Réserve. Pour une compagnie pétrolière, ce pays est probablement ce qui se fait de mieux sur la planète. Deuxième réserve mondiale (112 milliards de barils de réserves prouvées), juste derrière l’Arabie Saoudite, l’Irak dispose d’une des huiles les plus rentables du monde. «C’est du gâteau. Pour produire en Irak, il suffit de maîtriser des technologies vieilles de trente ans», assure Jean-François Giannesini, ingénieur à l’Institut français du pétrole (IFP). Aujourd’hui, dans le cadre du programme «Pétrole contre nourriture» de l’ONU, l’Irak produit, officiellement, environ 2,5 millions de barils/jour (l’équivalent de la production de TotalFinaElf). Une broutille par rapport au potentiel du pays. «Très vite, le pays pourrait augmenter sa production de 30 %, sans réaliser des investissements colossaux», assure Francis Perrin, de l’Arab Petroleum Research Center.

La bataille pour l’or noir irakien a déjà commencé. «Les compagnies américaines sont en train de prendre contact avec l’opposition irakienne», dit-on côté français. La presse américaine affirme (1) qu’Ahmed Chalabi, le leader du Congrès national irakien, exilé à Londres, a déjà rencontré les responsables des majors anglo-saxonnes. Chez TotalFinaElf, on dit refuser ce jeu-là. «On reste à notre place. On attend de voir comment les choses évoluent», explique un dirigeant du groupe. Ce qui laisse dubitatif un bon connaisseur de la région : «Je serais très étonné que Total ne soit pas allé, lui aussi, faire son petit pèlerinage à Londres.» Pour l’instant, le camp français veut croire que l’Irak de demain saura se souvenir de leur longue collaboration.

C’est en 1924 que la Compagnie française du pétrole, ancêtre de Total, est créée spécialement pour gérer les intérêts irakiens. En gage de réparation de la Première Guerre mondiale, la France hérite de l’Allemagne une participation de 20 % dans le capital de l’Iraqi Petroleum Company (IPC). En 1974, la nationalisation d’IPC redistribue les cartes. Mais la France continue à entretenir ses liens avec le pouvoir irakien. Chaque année, au siège de l’IFP, défile l’élite pétrolière du pays pour se former à la technologie française. «On entretenait de très bonnes relations», se souvient Pierre Jacquart, ancien patron de l’IFP.

Capital confiance. En mai 1991, trois mois après la fin de la guerre du Golfe, les équipes de Total et celles d’Elf Aquitaine débarquent à Bagdad. Les premières négocient un permis pour l’exploitation du champ de Nahr Omar. Les secondes pour celui de Majnoo, une énorme «patate» d’environ 10 milliards de barils de réserves prouvées.

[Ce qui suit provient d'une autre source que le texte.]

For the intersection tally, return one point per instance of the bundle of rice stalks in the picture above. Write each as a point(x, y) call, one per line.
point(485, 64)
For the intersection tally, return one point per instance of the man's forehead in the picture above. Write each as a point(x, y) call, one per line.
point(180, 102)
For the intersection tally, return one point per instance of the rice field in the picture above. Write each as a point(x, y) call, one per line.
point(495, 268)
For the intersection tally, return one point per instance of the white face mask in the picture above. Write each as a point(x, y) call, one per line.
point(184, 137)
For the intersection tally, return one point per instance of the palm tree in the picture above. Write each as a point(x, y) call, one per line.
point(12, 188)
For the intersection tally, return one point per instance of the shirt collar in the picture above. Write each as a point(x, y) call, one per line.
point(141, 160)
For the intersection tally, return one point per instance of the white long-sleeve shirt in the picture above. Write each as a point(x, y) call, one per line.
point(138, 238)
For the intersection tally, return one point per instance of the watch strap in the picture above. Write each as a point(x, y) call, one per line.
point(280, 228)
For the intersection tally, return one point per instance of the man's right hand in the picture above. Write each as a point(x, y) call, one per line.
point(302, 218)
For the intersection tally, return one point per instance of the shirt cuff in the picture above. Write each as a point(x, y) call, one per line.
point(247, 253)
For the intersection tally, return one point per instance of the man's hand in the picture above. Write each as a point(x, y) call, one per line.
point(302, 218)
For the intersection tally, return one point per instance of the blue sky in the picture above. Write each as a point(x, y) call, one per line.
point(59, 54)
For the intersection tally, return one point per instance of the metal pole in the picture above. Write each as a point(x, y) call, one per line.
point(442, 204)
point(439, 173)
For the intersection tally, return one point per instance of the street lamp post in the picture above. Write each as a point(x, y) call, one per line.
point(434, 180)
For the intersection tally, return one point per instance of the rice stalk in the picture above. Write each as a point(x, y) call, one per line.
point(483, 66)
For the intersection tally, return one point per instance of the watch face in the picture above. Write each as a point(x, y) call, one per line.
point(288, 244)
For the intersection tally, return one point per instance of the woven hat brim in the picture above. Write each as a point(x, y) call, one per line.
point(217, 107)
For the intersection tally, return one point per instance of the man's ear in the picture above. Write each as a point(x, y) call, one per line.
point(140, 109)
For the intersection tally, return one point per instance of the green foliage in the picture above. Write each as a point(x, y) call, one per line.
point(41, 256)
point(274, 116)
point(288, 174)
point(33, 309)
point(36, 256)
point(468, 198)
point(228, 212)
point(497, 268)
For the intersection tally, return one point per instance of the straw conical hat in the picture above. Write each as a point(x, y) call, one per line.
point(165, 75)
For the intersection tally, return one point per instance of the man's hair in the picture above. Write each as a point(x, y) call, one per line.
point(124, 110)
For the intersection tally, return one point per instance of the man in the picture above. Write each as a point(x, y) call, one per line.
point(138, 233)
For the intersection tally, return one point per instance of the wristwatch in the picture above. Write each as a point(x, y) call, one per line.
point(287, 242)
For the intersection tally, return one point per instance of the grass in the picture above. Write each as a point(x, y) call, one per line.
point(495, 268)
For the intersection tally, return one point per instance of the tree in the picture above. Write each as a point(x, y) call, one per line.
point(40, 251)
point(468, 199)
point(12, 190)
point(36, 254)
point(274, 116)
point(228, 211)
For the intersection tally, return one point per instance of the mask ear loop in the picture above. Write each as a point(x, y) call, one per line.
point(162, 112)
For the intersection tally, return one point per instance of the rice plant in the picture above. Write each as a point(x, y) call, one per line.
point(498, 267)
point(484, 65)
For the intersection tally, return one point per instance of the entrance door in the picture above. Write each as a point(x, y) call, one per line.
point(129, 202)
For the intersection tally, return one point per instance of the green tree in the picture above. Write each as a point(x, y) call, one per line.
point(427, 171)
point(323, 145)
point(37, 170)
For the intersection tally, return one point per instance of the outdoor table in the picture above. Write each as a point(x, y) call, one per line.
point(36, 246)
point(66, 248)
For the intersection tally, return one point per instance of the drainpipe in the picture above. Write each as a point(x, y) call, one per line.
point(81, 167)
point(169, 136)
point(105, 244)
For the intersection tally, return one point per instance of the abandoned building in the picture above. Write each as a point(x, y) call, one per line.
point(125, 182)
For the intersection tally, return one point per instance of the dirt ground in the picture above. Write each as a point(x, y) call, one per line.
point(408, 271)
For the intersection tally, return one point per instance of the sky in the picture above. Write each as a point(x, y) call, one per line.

Sept ans plus tard, deux contrats de plus de 100 pages chacun sont finalisés. Ils attendent toujours une signature. C’est ce capital confiance que TotalFinaElf espère bien pouvoir faire fructifier, même en cas de mainmise américaine sur le pays. «On a au moins un an d’avance sur nos concurrents en matière d’expertise technique», dit Thierry Desmarest. Avec le rôle d’opérateur sur ces deux champs, TotalFinaElf pourrait augmenter très vite sa production, d’environ 300 000 barils/jour. Un saut qui représenterait 12 % de sa production totale. On comprend pourquoi le patron de Total est prêt à se battre….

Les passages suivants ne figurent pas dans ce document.